The query looks like this (it uses Rust SQLX which is why there is some unnesting happening on the parameters). 

WITH unnested_inputs AS (
    SELECT * FROM (
        SELECT
            unnest($1::uuid[]) AS event_id,
            unnest($2::varchar[]) AS type,
            unnest($3::int[]) AS version,
            unnest($4::uuid[]) AS causation_id,
            unnest($5::uuid[]) AS correlation_id,
            unnest($6::text[]) AS idempotency_key,
            unnest($7::jsonb[]) AS data,
            unnest($8::jsonb[]) AS metadata,
            unnest($9::text[]) AS subscription_id,
            unnest($10::text[]) AS subscription_instance_identifier,
            unnest($11::bigint[]) AS applied_order_id
    ) AS inputs
),
to_update_subscription_logs AS (
    SELECT sl.id as subscription_log_id, sl.node_id, sl.status, ui.*
    FROM subscription_log sl
    JOIN unnested_inputs ui
    ON sl.event_id = ui.causation_id
    AND sl.node_id = $12
    AND sl.status = 'assigned'
    AND sl.subscription_id = ui.subscription_id
    AND sl.subscription_instance_identifier = ui.subscription_instance_identifier
    FOR UPDATE NOWAIT -- if something is updating it, we probably shouldn't touch it anymore.
),
updated_logs AS (
    UPDATE subscription_log sl
    SET status = 'processed',
    updated_at = CURRENT_TIMESTAMP
    FROM to_update_subscription_logs usl
    WHERE sl.id = usl.subscription_log_id
        AND usl.node_id = $12
),
inserted_event_log AS (
    INSERT INTO event_log (
        event_id, type, version, causation_id, correlation_id,
        idempotency_key, data, metadata, created_at
    )
    SELECT
        event_id, type, version, usl.causation_id, correlation_id,
        idempotency_key, data, metadata, CURRENT_TIMESTAMP
    FROM to_update_subscription_logs usl
),
inserted_output_routing_info AS (
    INSERT INTO output_event_routing (event_id, subscription_id, subscription_instance_identifier, applied_order_id)
    SELECT event_id, subscription_id, subscription_instance_identifier, applied_order_id
    FROM to_update_subscription_logs usl
),

SELECT * FROM to_update_subscription_logs

The tables look as follows:

CREATE TABLE event_log (
    event_id UUID PRIMARY KEY,
    event_order_id BIGINT REFERENCES event(order_id),
    type varchar NOT NULL,
    version int NOT NULL,
    causation_id UUID,
    correlation_id UUID,
    idempotency_key TEXT NOT NULL,
    data JSONB NOT NULL,
    metadata JSONB,
    created_at TIMESTAMPTZ DEFAULT CURRENT_TIMESTAMP,
    CONSTRAINT constraint_event_log_unique_idempotency_key UNIQUE(idempotency_key) -- idempotent writes.
);

CREATE TABLE output_event_routing (
    event_id UUID REFERENCES event_log(event_id),
    subscription_id TEXT NOT NULL,          
    subscription_instance_identifier TEXT,  
    applied_order_id BIGINT,                                
    CONSTRAINT constraint_output_event_routing_uniqueness UNIQUE(subscription_id, subscription_instance_identifier, applied_order_id)
);

CREATE TABLE subscription_log (
    id UUID NOT NULL PRIMARY KEY,
    event_id UUID NOT NULL,              
    event_order_id BIGINT NOT NULL,     
    event_correlation_id UUID NOT NULL,  
    subscription_instance_identifier TEXT NOT NULL,
    subscription_id TEXT NOT NULL REFERENCES subscription(name),
    status processing_status NOT NULL DEFAULT 'enqueued',
    node_id UUID references node(id),     -- is null until assigned.
);

Since I'm trying to avoid using PL/pgSQL upon request I tried to achieve the following behaviour in CTEs: 
- For given events, update the subscription log to 'processed' only if we still are the node that is processing these and the status is still 'assigned'.
- Only for the events where the previous succeeded, continue processing by inserting in the event_log and inserting in the inserted_output_routing_info. 
The mechanism aims to make sure we don't insert results of event processing twice. 

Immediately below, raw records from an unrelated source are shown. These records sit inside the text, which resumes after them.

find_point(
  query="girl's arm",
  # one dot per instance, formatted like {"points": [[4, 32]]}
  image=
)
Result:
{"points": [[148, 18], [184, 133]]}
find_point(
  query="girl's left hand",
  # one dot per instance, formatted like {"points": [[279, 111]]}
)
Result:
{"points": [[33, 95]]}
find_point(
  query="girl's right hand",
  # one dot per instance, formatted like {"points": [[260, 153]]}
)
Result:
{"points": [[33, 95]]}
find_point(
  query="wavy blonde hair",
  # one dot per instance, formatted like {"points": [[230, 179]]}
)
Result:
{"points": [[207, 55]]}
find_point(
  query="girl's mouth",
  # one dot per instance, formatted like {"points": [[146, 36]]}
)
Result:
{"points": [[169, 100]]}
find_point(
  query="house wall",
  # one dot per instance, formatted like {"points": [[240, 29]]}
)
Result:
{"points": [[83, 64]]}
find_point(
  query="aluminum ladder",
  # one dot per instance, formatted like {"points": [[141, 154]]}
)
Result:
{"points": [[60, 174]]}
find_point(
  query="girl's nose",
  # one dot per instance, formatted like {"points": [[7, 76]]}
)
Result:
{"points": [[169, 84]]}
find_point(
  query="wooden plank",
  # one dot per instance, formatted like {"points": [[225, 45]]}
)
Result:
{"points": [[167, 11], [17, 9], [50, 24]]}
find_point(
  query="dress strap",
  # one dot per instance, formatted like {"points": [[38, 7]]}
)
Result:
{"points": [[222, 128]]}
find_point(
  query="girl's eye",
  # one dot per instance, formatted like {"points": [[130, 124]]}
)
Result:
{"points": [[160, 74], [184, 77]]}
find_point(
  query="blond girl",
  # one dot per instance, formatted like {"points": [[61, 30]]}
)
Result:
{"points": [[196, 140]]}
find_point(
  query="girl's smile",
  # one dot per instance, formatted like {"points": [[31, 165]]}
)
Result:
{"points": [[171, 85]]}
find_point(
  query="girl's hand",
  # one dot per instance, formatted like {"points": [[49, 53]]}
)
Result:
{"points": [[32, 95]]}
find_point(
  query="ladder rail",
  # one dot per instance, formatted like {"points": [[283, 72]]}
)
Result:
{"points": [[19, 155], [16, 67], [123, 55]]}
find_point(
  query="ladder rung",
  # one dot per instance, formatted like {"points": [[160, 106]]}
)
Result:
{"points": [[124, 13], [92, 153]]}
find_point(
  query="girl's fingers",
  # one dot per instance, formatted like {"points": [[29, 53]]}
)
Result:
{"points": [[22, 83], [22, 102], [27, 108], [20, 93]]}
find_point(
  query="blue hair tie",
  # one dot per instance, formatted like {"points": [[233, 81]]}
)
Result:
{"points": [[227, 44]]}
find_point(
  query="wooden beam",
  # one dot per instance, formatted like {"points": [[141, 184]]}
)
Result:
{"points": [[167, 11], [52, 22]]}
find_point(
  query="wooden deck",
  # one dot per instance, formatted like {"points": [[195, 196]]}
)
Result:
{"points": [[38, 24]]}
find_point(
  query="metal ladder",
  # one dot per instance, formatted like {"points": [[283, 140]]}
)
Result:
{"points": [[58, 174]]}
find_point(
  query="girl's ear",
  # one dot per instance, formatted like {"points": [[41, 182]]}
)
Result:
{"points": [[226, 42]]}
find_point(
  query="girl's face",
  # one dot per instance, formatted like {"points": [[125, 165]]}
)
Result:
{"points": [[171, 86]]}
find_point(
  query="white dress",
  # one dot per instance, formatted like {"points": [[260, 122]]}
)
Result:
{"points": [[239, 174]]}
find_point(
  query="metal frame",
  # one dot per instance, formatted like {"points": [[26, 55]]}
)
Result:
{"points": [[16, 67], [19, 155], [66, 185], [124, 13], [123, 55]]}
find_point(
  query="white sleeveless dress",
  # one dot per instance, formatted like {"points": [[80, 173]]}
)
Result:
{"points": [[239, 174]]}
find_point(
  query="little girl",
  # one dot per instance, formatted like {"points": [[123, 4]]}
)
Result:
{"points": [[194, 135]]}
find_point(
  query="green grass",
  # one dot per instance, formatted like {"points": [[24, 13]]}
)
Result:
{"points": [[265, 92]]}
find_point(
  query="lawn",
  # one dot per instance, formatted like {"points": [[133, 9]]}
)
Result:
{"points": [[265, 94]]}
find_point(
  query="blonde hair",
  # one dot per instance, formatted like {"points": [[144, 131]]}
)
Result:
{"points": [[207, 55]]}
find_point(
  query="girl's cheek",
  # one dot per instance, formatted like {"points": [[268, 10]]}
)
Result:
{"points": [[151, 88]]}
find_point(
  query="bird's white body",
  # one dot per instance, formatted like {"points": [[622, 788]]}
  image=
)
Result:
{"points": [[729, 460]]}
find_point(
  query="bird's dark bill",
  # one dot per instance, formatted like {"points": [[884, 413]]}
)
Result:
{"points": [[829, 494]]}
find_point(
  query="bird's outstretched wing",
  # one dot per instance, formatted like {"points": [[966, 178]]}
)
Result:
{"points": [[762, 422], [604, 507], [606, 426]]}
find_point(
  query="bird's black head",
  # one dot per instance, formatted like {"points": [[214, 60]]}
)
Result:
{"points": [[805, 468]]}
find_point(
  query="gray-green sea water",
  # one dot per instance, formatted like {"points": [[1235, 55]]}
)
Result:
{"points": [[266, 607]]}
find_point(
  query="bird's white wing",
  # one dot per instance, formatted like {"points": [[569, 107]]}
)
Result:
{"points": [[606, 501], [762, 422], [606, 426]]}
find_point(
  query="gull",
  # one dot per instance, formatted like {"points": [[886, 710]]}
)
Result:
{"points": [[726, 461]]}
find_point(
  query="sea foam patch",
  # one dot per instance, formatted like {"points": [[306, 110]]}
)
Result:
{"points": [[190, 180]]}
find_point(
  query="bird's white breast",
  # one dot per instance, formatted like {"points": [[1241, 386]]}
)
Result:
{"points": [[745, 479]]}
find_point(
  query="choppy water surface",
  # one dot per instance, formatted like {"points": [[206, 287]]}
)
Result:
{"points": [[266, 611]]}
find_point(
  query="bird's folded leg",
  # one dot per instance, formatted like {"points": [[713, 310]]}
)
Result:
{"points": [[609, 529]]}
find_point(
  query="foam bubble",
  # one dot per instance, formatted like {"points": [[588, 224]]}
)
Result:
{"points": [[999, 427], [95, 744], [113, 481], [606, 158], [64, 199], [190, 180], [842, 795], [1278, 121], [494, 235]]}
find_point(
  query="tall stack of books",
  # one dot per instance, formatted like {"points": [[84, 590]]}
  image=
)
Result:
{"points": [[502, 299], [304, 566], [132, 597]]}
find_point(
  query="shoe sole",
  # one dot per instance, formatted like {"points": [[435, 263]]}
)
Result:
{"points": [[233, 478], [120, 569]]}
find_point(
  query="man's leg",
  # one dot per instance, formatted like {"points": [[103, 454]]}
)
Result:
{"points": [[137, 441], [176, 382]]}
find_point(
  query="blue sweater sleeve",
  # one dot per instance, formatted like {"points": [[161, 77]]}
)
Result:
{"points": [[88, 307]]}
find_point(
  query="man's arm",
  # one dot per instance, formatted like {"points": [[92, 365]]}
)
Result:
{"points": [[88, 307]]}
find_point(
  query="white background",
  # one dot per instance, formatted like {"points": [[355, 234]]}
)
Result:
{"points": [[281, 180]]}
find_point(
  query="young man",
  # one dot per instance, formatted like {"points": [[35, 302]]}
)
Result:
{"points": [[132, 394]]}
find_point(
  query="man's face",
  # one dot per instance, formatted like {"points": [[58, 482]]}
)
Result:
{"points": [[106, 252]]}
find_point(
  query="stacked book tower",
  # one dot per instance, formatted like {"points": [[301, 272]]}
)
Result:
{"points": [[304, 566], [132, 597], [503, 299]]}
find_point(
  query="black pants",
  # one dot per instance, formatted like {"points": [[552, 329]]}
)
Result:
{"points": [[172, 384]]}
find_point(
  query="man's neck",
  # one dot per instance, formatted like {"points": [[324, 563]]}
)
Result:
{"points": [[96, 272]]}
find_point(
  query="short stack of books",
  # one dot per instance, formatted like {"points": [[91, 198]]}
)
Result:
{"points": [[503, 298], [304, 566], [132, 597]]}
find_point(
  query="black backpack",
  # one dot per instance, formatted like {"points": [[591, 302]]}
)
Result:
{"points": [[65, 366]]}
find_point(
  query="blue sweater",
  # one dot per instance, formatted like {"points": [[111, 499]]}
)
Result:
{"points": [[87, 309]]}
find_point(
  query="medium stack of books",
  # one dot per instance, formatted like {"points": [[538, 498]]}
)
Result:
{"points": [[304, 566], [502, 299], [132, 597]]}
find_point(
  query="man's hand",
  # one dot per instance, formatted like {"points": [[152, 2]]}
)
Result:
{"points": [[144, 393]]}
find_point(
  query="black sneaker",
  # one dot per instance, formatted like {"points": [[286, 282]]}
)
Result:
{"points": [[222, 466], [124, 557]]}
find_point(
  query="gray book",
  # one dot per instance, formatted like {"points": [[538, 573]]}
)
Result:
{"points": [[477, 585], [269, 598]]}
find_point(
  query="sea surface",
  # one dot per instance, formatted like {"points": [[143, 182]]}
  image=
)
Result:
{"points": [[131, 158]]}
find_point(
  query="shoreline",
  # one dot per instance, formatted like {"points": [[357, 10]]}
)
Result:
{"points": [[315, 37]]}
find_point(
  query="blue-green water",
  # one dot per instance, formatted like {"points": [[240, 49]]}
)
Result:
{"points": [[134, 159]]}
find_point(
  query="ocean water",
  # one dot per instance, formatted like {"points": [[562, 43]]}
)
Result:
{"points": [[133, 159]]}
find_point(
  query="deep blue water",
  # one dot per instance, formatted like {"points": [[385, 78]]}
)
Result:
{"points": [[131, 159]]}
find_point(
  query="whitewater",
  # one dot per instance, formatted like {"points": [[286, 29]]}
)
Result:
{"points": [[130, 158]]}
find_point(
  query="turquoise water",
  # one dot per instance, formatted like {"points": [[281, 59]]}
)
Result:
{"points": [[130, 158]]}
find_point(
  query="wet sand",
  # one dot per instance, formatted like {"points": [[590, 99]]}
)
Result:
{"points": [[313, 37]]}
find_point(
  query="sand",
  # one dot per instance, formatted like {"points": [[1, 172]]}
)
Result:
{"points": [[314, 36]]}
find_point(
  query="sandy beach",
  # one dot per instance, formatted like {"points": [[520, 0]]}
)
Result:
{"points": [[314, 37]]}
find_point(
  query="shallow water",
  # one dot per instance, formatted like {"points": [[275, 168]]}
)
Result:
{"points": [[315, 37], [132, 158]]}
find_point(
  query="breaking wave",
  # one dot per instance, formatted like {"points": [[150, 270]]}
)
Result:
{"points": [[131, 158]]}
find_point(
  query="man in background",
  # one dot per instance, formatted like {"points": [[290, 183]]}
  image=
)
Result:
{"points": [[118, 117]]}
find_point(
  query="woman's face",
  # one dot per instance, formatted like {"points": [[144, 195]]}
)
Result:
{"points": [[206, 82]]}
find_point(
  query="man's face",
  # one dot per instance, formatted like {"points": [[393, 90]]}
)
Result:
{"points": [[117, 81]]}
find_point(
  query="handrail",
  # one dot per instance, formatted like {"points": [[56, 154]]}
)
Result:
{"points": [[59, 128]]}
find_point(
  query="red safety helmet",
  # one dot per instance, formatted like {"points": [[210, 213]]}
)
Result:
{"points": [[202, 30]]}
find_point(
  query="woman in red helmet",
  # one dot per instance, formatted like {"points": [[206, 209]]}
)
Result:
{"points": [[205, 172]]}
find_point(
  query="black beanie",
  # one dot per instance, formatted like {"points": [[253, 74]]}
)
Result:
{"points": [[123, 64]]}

When logging the input values, we can see that there are indeed two times the same value sets (exactly the same) passed for different nodes, that's to be expected and exactly what has to be caught by this logic. Same values, but another node. What we see is that one node succeeds and the other node fails due to the uniqueness violation. Which is actually fine from a business perspective since rolling back has the same effect, albeit with an error that I didn't expect. However, I would love to understand this, how can one node succeed and set the status of the log to 'processed' and continue to insert the values while the other, apparently also is able to continue inserting (which means that both nodes saw 'assigned' in the select when it locked it for update). Is there something I do not fully understand about how CTEs work in combination with locks?

Things I tried: 
1. Whether I go for regular FOR UPDATE, SKIP LOCK or NOWAIT makes no difference. 
2. I do return the to_update_subscription_logs at the end to be sure the lock is held (I'm aware of that CTE behaviour for selects) even if it's used by the next CTE. 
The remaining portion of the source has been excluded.